How to save data from Hive (Parquet, Text, ORC) to CSV file or any different file type?

How to save data from Hive (Parquet, Text, ORC) to CSV file or any different file type?
Photo by Annie Spratt on Unsplash

In this post I will show you few ways how you can export data from Hive to csv file. For this tutorial I have prepared hive table “test_csv_data” with few records into this table.

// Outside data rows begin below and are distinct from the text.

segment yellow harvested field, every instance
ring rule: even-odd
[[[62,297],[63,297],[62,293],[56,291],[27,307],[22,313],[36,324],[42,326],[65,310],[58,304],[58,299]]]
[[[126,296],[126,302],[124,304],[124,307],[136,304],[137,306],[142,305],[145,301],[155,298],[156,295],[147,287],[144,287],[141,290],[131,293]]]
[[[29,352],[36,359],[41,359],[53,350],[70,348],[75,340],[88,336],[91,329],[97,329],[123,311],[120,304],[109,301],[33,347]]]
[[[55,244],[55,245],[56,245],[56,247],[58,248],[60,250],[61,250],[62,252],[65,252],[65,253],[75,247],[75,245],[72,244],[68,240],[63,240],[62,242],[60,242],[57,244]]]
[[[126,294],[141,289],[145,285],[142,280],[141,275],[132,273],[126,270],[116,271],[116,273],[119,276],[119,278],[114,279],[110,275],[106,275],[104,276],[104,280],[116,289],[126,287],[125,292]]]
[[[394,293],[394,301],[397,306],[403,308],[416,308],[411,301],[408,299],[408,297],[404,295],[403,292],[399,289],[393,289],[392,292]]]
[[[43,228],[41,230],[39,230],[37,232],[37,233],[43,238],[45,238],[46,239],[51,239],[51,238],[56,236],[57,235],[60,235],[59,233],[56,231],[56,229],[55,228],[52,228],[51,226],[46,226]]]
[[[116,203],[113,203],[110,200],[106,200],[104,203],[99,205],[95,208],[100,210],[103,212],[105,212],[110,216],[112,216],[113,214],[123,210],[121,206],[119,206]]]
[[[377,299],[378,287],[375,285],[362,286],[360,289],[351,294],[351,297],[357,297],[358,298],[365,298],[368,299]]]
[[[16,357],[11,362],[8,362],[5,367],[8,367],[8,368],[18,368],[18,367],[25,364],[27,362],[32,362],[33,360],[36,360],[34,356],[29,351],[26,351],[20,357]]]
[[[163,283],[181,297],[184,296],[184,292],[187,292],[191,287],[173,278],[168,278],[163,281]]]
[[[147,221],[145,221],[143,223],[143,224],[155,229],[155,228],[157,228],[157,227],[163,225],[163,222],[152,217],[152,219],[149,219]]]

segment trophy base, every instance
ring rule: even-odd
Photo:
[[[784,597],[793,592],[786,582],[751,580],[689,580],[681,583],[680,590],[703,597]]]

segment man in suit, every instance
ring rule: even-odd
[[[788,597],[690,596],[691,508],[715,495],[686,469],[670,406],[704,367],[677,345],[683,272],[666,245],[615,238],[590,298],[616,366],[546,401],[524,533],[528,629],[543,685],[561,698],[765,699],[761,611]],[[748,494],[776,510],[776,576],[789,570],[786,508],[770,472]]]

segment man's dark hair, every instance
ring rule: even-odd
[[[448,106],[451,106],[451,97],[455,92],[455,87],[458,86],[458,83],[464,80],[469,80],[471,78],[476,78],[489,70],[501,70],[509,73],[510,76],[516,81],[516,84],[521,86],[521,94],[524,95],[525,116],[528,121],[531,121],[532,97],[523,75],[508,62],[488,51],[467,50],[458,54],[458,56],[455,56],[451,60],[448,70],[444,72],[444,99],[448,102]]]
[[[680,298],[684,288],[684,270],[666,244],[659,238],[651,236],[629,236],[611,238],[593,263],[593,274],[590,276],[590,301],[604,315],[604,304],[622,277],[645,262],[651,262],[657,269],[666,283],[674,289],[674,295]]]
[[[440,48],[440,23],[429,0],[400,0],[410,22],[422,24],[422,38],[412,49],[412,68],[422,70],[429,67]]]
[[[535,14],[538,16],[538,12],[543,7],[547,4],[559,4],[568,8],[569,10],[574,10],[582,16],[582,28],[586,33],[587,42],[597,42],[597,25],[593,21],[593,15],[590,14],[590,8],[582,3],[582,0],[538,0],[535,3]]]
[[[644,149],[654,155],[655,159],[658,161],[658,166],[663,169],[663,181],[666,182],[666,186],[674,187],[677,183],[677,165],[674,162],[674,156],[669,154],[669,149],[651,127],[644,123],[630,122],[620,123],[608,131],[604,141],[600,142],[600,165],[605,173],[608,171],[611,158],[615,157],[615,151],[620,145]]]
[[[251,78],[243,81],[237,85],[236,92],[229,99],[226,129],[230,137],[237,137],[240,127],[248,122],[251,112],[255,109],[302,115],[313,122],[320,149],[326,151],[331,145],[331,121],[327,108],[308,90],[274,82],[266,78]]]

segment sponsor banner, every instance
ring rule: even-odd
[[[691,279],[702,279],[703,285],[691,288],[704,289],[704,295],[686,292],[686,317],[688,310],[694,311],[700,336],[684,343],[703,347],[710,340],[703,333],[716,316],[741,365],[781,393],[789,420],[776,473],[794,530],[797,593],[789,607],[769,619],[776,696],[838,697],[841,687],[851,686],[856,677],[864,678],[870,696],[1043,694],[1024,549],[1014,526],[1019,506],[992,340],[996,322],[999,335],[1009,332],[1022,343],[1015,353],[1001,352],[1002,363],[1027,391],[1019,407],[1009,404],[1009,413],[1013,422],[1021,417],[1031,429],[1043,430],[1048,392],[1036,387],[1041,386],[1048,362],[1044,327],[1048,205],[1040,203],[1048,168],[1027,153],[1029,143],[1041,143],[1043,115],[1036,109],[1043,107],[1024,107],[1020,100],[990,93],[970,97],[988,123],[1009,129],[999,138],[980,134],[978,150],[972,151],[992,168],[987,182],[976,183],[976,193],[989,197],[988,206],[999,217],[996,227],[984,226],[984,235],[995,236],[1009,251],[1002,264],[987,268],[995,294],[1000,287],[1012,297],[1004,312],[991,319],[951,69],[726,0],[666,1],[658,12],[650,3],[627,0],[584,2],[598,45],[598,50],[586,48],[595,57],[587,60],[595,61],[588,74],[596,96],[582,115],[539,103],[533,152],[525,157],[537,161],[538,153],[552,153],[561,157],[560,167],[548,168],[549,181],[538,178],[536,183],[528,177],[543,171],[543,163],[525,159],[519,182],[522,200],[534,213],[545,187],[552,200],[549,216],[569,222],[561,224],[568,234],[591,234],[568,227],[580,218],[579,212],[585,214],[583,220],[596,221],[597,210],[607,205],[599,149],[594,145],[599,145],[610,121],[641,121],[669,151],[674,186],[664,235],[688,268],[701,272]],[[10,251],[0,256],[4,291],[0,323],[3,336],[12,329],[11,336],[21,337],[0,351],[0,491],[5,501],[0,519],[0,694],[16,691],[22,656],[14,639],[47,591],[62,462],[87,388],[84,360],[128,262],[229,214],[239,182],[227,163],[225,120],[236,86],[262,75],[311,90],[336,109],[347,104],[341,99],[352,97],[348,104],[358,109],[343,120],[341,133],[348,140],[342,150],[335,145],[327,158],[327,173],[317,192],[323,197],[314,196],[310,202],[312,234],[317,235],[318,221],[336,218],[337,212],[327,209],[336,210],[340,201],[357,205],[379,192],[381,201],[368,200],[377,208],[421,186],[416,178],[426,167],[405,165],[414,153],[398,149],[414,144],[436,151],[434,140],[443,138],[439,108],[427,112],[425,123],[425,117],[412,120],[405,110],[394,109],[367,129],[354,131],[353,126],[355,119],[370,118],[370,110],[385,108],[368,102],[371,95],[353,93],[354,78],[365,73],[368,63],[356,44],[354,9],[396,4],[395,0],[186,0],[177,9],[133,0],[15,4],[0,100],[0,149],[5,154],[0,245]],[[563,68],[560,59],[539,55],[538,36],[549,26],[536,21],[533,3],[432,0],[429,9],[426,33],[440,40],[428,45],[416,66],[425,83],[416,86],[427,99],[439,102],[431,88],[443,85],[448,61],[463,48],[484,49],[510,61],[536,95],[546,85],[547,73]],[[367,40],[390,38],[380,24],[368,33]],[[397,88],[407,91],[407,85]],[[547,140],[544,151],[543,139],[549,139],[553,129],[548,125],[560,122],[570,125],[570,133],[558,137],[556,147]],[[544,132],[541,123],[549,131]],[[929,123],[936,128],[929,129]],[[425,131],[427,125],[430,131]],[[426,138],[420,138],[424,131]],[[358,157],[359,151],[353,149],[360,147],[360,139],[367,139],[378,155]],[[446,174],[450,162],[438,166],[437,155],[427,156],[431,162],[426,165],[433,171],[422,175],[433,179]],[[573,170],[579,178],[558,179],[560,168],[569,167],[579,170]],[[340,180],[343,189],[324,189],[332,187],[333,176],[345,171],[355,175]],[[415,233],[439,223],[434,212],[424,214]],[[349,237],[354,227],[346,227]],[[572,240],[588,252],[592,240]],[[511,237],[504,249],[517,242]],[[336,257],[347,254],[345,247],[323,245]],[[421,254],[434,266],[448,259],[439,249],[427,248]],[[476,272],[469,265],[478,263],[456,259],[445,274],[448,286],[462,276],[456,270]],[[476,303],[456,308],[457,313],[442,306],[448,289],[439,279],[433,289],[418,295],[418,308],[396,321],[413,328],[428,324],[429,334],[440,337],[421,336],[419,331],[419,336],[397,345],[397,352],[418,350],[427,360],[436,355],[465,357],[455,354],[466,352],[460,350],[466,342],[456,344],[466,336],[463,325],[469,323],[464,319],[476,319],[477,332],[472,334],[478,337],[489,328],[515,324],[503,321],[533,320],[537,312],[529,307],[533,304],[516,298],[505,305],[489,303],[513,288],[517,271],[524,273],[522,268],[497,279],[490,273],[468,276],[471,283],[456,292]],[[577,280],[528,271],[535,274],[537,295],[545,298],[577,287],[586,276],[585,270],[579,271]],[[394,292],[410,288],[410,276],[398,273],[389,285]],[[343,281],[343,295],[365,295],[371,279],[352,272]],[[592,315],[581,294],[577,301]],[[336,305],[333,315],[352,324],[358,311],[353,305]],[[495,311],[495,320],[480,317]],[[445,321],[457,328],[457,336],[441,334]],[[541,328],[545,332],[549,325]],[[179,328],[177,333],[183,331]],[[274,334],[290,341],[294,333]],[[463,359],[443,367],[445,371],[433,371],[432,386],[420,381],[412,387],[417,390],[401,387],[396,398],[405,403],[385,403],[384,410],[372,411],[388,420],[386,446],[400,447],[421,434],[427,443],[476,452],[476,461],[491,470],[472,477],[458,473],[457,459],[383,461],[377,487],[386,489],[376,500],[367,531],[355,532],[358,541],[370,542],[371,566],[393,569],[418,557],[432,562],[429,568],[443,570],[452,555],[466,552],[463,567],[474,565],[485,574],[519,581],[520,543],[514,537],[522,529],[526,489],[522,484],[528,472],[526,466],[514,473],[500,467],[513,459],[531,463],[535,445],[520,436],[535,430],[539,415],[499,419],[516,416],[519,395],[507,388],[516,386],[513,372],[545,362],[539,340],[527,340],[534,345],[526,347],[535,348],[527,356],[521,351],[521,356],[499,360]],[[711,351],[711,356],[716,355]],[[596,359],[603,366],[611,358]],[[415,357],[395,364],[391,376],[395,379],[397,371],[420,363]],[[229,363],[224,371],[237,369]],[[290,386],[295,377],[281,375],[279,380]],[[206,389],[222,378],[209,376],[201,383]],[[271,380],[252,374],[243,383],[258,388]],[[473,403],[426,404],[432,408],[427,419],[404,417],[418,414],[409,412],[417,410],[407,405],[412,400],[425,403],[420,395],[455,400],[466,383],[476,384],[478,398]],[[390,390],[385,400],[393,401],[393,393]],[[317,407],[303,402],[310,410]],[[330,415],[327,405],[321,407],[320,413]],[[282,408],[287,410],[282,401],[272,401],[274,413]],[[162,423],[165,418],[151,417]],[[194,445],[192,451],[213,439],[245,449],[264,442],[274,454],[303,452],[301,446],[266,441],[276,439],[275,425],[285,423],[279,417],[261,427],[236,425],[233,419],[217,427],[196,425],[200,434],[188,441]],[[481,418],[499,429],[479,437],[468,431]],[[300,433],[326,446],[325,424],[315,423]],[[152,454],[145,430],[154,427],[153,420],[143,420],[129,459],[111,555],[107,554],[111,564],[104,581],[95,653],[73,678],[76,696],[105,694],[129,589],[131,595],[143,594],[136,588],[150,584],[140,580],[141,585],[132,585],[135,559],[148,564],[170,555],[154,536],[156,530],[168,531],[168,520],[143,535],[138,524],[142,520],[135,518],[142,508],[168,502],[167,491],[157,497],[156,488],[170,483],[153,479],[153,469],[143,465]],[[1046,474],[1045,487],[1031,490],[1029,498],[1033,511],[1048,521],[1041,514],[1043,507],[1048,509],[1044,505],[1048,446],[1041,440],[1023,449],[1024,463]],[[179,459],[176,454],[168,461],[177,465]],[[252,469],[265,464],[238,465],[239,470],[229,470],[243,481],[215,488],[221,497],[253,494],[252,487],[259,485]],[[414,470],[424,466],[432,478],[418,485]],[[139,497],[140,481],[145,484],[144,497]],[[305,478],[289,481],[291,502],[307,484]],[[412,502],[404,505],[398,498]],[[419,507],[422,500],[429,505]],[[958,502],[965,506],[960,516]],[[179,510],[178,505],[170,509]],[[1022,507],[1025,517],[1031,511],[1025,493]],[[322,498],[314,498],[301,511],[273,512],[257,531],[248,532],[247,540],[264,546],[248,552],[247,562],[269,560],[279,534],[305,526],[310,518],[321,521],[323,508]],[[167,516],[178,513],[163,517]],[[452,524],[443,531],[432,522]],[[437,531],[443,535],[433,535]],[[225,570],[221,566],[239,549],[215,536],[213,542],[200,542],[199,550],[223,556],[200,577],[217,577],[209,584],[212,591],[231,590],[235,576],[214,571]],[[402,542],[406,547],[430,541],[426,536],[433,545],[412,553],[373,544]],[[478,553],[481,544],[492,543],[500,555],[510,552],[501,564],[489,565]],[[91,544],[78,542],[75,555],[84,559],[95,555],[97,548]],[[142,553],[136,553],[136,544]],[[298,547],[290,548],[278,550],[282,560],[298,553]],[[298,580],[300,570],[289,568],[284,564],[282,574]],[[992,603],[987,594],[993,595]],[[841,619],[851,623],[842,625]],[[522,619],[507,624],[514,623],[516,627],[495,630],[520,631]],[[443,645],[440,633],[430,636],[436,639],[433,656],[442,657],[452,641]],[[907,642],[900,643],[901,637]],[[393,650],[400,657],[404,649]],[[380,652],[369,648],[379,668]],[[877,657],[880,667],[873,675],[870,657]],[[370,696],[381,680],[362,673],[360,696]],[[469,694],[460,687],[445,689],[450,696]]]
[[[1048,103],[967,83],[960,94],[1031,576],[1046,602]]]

Method 1: INSERT OVERWRITE LOCAL DIRECTORY…

Please find the below HiveQL syntax. I use “INSERT OVERWRITE LOCAL DIRECTORY” syntax to create csv file as result of select “Select * from test_csv_data”. In this method we have to execute this HiveQL syntax using hive or beeline command line or Hue for instance.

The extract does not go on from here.